The Scalar Strange Content of the Nucleon from Lattice QCD
Parikshit Junnarkar, Andre Walker-Loud
TL;DR
The paper determines the scalar strange content of the nucleon using a mixed-action lattice QCD approach and the Feynman–Hellmann theorem, yielding $m_s \langle N| \bar{s} s | N \rangle = 49 \pm 10 \pm 15$ MeV and $f_s = 0.053 \pm 0.011 \pm 0.016$ for their calculation, with a conservative lattice average of $f_s = 0.043 \pm 0.011$. The method directly relates the strange content to the derivative of the nucleon mass with respect to $m_s$, $m_s \langle N| \bar{s} s | N \rangle = m_s \frac{\partial m_N}{\partial m_s}$, and benefits from reduced noise in ground-state extraction compared to direct matrix-element methods.
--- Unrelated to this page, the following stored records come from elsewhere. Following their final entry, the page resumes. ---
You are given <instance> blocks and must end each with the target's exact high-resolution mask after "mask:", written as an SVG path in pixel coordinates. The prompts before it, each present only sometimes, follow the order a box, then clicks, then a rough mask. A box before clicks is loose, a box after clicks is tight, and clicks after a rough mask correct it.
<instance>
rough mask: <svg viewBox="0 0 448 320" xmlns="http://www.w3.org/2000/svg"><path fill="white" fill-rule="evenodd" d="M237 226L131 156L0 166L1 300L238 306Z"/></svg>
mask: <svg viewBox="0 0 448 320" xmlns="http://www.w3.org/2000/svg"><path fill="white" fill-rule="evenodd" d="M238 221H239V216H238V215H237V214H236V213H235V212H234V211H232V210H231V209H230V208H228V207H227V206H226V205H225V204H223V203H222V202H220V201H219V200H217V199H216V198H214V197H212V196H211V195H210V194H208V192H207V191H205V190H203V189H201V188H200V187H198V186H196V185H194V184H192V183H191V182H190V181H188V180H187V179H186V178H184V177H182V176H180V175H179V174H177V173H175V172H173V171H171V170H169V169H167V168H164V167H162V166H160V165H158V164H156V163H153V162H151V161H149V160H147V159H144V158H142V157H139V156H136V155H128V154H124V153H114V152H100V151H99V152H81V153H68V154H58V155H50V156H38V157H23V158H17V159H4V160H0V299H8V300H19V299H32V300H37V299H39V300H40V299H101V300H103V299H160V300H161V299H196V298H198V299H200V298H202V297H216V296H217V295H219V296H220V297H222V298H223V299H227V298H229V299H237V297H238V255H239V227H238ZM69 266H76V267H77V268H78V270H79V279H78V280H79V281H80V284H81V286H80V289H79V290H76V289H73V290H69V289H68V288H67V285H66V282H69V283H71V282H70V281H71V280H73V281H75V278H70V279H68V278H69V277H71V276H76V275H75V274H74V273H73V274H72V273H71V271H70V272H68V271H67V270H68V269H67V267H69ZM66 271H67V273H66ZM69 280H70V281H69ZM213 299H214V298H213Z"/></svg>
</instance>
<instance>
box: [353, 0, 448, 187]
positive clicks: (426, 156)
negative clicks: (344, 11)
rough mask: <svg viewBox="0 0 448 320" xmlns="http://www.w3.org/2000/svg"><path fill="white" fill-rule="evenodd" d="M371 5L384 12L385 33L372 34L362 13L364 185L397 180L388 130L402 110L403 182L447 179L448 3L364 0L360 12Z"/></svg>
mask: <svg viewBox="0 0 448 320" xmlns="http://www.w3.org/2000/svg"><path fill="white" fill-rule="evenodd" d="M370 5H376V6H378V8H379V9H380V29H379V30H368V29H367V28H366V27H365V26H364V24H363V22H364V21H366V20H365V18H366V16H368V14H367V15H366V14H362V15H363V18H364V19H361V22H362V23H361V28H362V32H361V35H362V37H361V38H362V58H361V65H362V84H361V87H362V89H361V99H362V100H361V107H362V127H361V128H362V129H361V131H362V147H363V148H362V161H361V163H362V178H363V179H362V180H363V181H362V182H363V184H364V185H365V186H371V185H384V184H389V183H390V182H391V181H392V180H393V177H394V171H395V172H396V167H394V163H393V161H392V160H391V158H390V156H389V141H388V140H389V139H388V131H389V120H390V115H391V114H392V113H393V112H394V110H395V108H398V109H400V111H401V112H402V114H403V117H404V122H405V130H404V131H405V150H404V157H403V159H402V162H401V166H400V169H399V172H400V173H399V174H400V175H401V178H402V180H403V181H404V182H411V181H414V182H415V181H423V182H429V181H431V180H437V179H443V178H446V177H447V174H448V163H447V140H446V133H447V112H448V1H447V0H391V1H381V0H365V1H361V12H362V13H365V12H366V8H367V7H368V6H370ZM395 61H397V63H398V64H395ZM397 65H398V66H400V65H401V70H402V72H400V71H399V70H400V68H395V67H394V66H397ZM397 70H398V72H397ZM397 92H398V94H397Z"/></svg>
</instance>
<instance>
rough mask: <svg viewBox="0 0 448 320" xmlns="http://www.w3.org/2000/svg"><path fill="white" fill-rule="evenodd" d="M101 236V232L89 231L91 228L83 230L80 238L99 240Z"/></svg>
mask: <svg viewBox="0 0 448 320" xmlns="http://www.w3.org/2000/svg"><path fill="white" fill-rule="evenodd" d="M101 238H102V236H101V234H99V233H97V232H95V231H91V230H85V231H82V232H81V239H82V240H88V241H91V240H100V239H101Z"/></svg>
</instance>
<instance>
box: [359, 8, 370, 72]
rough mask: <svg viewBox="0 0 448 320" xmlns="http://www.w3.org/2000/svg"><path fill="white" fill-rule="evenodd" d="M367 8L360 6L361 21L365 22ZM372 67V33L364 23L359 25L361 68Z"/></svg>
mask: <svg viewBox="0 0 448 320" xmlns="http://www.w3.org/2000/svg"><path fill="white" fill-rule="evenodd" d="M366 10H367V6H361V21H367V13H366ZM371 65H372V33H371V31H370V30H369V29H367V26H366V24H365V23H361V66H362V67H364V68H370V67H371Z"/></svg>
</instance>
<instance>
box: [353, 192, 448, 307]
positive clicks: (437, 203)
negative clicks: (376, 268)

Cross-lattice comparisons yield consistent results, supporting a smaller strange content than once expected and enabling estimates of heavy-quark matrix elements via the pion-nucleon sigma term, $\sigma_{\pi N}$. The findings have implications for dark-matter direct-detection predictions and for the understanding of strange-quark contributions to nucleon structure, providing a quantified lattice-based benchmark and a framework for future refinements with more light-quark mass points and continuum extrapolation.
Abstract
The scalar strange-quark matrix element of the nucleon is computed with lattice QCD. A mixed-action scheme is used with domain-wall valence fermions computed on the staggered MILC sea-quark configurations. The matrix element is determined by making use of the Feynman-Hellmann theorem which relates this strange matrix element to the change in the nucleon mass with respect to the strange-quark mass. The final result of this calculation is m_s < N | s-bar s| N > = 49 +-10 +- 15 MeV and, correspondingly f_s = m_s < N | s-bar s |N > / m_N = 0.051 +- 0.011 +- 0.016. Given the lack of a quantitative comparison of this phenomenologically important quantity determined from various lattice QCD calculations, we take the opportunity to present such an average. The resulting conservative determination is f_s = 0.043 +- 0.011.